Pathological findings
The resection specimen was composed of a large soft polypoid mass measuring 6.5 cm in maximum diameter and weighing 74 g, attached to endomyocardial tissue at the resection base. The resection margins were unremarkable. The cut section showed extensive peliosis-like cystic hemorrhagic spaces within otherwise tan-yellow to gelatinous tissue (Figure 1F). Histological examination of Hematoxylin and Eosin (H&E)-stained sections confirmed the presence of large cystic spaces lined by compressed tumorous tissue, but lacking true endothelial lining (Figure 1G). The tumor showed otherwise typical features of atrial myxoma with ovoid to spindled or rounded bland-looking tumor cells arranged in cords, microtrabeculae, nests and perivascular ribbons within a strikingly myxoid edematous background rich in small-sized capillaries with occasional hemosiderin pigments indicating recurrent stromal bleeding (Figure 1H). The surrounding endomyocardial tissue at the tumor base showed evidence of reactive chronic inflammation with prominent lymphoid aggregates.
Discussion
The clinical presentation and the histological appearance of primary cardiac tumors varies greatly. While a majority of them presents with non-specific or insidious symptoms or as incidental findings, still others may present with acute symptoms necessitating emergency surgery. For an appropriate surgical planning, a precise preoperative diagnosis of cardiac tumors and their distinction from thrombi and other tumor-like lesions is mandatory. Echocardiography, CT and MRT are the most useful diagnostic tools in the assessment of cardiac tumors, which in almost all cases precisely locates the tumor and defines its extent and thus resectability [4]. Atrial myxoma usually measures a few centimeters when diagnosed. However, several cases of huge atrial myxomas have been reported [5-9]. Most of these unusually giant myxomas have been associated with mechanical complications that resulted in acute and life-threatening cardiac symptoms. On the other hand, huge but asymptomatic atrial myxoma is uncommon [5]. Huge myxomas commonly undergo variable degrees of regressive changes with evidence of old and recent haemorrhage. Occasional cases my display unusual regressive changes including osseous metaplasia. These changes might be so extensive that the lesion closely mimics a large organizing thrombus and the neoplastic nature of the lesion might be recognized only after thorough sampling of the specimen. On the contrary, large mural atrial thrombi my occasionally closely mimic myxomas [10].

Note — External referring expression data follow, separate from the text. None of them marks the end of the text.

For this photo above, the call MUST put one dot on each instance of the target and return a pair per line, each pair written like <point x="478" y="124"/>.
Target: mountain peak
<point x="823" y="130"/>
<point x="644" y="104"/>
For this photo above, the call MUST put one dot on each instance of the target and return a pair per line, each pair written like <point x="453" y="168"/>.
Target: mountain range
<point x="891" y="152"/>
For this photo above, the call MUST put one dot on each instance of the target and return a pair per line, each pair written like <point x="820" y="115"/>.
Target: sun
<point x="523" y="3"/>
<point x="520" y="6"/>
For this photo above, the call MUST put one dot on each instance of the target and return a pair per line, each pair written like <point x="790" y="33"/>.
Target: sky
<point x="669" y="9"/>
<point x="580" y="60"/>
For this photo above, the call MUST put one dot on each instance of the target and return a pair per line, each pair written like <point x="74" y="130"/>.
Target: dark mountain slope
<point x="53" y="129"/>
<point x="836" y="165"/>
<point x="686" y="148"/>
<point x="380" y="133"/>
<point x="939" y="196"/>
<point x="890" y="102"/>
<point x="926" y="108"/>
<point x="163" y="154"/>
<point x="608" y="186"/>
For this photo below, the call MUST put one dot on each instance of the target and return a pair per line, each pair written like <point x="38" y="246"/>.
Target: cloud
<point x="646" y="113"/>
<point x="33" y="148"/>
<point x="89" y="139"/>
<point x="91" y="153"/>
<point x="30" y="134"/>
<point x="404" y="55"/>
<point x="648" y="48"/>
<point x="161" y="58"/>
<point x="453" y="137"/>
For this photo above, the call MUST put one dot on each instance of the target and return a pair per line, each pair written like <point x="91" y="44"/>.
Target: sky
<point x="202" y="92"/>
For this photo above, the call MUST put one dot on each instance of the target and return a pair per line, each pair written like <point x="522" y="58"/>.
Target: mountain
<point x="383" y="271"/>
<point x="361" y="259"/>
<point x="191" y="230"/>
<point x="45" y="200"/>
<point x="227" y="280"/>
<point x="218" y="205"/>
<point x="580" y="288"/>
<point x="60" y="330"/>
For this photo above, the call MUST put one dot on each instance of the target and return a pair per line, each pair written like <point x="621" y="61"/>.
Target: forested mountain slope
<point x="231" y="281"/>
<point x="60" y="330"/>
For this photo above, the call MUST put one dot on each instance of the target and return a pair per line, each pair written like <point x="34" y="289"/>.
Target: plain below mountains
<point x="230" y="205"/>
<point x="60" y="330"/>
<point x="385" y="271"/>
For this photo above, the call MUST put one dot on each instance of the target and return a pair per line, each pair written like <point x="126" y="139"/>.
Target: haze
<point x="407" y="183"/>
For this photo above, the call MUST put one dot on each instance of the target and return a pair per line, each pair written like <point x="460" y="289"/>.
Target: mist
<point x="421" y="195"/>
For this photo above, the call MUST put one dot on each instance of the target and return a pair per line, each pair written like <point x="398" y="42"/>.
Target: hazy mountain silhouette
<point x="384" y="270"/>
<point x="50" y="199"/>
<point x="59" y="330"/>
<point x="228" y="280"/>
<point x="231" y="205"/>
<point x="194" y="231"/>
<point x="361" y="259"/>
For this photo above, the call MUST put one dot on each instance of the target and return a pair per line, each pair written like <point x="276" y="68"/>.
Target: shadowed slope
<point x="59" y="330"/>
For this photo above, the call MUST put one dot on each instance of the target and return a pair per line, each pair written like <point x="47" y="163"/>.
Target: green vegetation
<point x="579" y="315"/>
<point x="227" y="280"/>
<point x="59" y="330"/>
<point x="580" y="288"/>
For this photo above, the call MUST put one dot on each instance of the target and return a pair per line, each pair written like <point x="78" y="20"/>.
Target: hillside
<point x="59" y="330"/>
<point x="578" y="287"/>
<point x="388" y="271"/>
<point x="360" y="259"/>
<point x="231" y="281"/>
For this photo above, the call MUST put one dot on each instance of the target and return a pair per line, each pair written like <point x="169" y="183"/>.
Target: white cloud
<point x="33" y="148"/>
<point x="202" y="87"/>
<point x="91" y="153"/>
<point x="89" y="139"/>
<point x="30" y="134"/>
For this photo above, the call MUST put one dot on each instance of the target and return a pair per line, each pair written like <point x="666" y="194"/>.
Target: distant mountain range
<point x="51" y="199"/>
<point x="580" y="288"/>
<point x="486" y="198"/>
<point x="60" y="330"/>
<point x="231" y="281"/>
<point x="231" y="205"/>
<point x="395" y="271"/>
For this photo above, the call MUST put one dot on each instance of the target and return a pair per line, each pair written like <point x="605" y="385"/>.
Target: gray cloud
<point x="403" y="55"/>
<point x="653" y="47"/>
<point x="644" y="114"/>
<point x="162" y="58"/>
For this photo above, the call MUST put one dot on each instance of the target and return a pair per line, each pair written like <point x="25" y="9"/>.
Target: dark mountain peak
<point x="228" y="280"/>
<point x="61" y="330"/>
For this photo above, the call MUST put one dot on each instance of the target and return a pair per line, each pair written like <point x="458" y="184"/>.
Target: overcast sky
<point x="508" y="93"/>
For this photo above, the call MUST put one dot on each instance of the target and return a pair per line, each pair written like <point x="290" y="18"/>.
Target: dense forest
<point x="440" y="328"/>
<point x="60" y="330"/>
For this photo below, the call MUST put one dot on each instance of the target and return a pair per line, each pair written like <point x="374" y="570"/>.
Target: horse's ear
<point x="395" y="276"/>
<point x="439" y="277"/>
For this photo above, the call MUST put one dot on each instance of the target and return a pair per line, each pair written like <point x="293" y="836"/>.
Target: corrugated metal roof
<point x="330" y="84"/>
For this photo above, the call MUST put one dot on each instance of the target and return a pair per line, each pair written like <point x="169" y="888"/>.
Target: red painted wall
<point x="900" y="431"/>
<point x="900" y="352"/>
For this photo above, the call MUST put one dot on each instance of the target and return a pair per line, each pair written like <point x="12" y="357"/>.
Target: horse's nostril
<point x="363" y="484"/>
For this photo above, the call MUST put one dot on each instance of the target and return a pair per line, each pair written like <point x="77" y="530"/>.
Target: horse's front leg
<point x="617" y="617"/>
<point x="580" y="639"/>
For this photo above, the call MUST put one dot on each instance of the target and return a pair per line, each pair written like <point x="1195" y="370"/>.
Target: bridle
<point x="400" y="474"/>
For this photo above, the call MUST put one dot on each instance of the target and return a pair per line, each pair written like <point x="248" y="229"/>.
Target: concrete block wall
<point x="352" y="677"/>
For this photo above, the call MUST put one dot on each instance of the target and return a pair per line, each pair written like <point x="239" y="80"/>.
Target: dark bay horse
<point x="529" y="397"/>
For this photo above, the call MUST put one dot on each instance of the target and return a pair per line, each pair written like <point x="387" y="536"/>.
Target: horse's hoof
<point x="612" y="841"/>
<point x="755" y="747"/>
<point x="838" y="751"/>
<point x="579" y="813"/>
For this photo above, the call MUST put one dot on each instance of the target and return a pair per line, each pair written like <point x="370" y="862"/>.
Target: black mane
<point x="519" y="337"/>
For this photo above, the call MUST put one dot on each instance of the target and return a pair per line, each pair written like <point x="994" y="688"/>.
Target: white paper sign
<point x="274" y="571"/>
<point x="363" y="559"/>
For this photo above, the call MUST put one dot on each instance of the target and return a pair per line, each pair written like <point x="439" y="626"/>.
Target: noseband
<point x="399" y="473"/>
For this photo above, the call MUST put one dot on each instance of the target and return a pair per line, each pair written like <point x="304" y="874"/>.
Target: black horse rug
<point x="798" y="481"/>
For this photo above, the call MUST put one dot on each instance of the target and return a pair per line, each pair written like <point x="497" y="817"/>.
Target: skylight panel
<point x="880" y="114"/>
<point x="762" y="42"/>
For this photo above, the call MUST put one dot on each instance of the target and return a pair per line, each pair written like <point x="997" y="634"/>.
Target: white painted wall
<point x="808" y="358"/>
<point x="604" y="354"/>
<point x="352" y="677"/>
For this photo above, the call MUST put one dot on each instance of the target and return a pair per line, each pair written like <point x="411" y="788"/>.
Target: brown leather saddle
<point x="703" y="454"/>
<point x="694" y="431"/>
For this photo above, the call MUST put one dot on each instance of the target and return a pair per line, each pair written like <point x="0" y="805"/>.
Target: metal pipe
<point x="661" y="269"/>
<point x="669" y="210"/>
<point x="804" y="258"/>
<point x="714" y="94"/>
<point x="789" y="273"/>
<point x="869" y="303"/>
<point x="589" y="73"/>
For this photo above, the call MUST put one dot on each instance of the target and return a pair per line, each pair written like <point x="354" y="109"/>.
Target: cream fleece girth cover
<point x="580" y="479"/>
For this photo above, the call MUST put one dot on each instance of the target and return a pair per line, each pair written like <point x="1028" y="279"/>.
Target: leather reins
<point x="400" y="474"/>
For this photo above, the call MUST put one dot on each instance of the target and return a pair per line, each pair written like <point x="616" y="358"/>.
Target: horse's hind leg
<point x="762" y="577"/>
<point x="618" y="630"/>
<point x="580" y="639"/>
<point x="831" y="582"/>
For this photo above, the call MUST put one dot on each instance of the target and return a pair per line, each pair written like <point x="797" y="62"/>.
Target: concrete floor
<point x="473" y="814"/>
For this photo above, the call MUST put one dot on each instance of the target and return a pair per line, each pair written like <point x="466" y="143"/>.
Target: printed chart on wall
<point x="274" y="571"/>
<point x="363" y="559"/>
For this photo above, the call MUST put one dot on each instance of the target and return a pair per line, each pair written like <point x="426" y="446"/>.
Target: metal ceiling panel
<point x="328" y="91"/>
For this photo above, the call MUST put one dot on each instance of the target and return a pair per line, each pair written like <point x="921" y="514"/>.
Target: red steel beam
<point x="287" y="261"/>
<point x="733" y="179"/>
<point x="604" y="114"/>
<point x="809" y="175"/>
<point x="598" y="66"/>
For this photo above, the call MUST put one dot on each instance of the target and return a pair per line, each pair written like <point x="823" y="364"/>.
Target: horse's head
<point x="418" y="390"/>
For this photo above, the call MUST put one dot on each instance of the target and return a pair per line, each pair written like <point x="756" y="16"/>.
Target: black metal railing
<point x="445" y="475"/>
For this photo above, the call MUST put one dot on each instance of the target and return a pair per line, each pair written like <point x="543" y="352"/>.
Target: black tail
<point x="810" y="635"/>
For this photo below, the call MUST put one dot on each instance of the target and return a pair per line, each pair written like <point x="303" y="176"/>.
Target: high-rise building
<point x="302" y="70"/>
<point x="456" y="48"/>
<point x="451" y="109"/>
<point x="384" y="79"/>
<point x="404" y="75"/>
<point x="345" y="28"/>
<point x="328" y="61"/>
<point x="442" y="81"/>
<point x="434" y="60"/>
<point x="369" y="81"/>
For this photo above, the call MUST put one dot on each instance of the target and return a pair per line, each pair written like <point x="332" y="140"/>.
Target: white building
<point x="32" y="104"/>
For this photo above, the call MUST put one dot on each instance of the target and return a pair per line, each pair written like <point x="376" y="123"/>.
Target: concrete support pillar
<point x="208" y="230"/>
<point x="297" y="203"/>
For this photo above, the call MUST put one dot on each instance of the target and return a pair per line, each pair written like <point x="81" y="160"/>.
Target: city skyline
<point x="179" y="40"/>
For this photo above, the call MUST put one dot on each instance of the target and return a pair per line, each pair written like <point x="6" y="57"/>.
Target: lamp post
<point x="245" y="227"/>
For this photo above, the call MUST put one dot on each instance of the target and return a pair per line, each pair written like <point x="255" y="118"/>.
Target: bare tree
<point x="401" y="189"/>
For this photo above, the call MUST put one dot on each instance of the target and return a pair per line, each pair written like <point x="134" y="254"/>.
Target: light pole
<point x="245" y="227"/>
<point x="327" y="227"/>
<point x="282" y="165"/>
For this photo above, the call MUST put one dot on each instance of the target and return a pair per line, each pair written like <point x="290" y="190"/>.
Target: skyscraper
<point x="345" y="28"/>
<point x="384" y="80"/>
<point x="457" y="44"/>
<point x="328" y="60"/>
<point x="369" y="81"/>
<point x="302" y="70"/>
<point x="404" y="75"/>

In summary, we described the clinical features, imaging characteristics and histopathological findings in an unusual case of huge atrial myxoma that caused acute cardiac symptoms as a result of prolapsing into the mitral valve. This unusual presentation of atrial myxoma needs be included in the differential diagnosis of atrial thrombi and other causes of acute-onset cardiac symptoms associated with mass-occupying lesions in the heart.